Саламатов придирчиво оглядел его снаряжение. Все оказалось как надо. Он сказал:
— Тимох кочует сейчас на Колчиме. Я звонил в верховья, чтобы ему сообщили о твоем выходе. Он приведет своих людей на Ним. Если что потребуется срочно, пошли его, он на ногу легок, в два дня пробежит то, что другому и в неделю не одолеть. Обоз я завтра обязательно отправлю, а когда пришлют рентгеновский аппарат, отправлю второй — с подкреплением. Так что отрываться, как в прошлый раз, я тебе не дам…
— А если аппарат не пришлют? — усмехнулся Нестеров.
— Побоятся! — сердито сказал Саламатов. — Пусть Палехов говорит что хочет, алмазы у нас будут.

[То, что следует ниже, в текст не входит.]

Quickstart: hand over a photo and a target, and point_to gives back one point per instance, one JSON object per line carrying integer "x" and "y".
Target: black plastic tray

— Будут, — тихо ответил Нестеров.
— Ну ладно. Не волнуйся. Берегись весеннего обмораживания. Смотри, ты обещал Варваре Михайловне вернуться благополучно.
Сергей протянул руку. Саламатов шагнул к нему, обнял и поцеловал.
Нестеров взобрался на ледяной вал и бросил прощальный взгляд на рудник, где кончался обжитой мир. Если сбудется задуманное, дорога сорвется с этого вала вперед, через пади и ущелья, мимо Красных гор, по берегам лесных рек, вступит в верховья Нима, достигнет долины — и там будет город!
Он помахал рукой на прощанье и скатился с вала. Снег заскрипел под лыжами. Заледеневшие гребешки наста треснули и рассыпались, пылая под солнцем подобно самоцветам — этим каменным светлякам, хранящим в своей глубине остуженный пламень земли. И сразу упала синяя тень леса. Она охватила путника знойным холодом, от которого тревожно не только телу, но и душе.
Позади лежала лыжня, отливая фиолетовым цветом. На одном конце ее еще стояли Саламатов и шофер. Лыжня все удлинялась, чтобы достичь где-то впереди пристанища для человека, вышедшего в дальний путь.